İncil’e göre Ürdün’ün iki şehri olan “Sodom” ve “Gomore” ahlaki bakımdan iyice çöktüğü ve çürüdüğü için Allah’ın gazabına uğrar ve yerle bir olur.
Yakup Kadri Karaosmanoğlu’nun yazdığı bu romanda, mütareke yıllarında İstanbul’daki bazı çevreler de ahlaki, milli ve manevi değerlerini kaybetmiş; bu yönüyle İstanbul bu eserde Sodom ve Gomore ile özdeşleştirilmiştir.
Romandaki tüm tipler olumsuz ve çıkarcı tiplerdir, sadece Necdet iyidir.
Romanın Özeti:
Dünya Savaşı sonunda İngilizler, Fransızlar ve Amerikalılar İstanbul’u işgal eder. Hal böyle olunca çıkarlarını düşünen kokuşmuş bazı Türkler, milli ve manevi değerlerini kaybeder, işgalcilere şirin görünmeye çalışırlar, onlarla içli dışlı olurlar. Bu kişilerin, işgalcilerin gözüne girmek için yapmadığı şey kalmaz. Böyle kimselerin büyük bir çoğunluğu ülkenin İngiliz mandacılığıyla kurtulacağını savunur.
Sami Bey ve ailesi de böyle bir ailedir. Evin kızı Leyla İngilizceyi çok iyi bilen güzel, alımlı bir kızdır. Leyla dayısının oğlu Necdet ile nişanlıdır. Necdet diğerleri gibi değildir. O, ülkenin kurtuluşunun Anadolu’daki direniş hareketiyle mümkün olacağına inanmaktadır.

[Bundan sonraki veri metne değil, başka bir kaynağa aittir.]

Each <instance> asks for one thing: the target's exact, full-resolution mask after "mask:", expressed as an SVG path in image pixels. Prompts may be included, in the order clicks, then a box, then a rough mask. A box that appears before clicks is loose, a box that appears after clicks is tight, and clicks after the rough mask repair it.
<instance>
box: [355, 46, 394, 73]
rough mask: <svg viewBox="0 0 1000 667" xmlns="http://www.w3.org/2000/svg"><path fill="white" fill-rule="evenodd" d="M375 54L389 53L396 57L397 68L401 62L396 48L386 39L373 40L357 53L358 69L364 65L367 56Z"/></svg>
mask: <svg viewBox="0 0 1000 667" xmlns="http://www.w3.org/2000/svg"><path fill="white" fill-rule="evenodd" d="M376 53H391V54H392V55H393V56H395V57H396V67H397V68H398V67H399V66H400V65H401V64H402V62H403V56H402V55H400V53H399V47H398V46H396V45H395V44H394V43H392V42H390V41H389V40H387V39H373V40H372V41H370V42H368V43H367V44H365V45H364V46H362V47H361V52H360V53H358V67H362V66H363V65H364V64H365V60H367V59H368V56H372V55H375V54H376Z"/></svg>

Ona göre bu ahlaki çöküntü de ancak o zaman düzelecektir.
Leyla da ahlaken yozlaştığı için bir İngiliz subayı ile düşüp kalkmaya başlar.
Roman Kurtuluş Savaşı’nın başarıyla sonuçlanması ve işgalcilerin ülkemizden kovulmasıyla son bulur, işgalciler kovulunca Leyla Necdet’e yeniden yaklaşmak ister ama Necdet onu reddeder.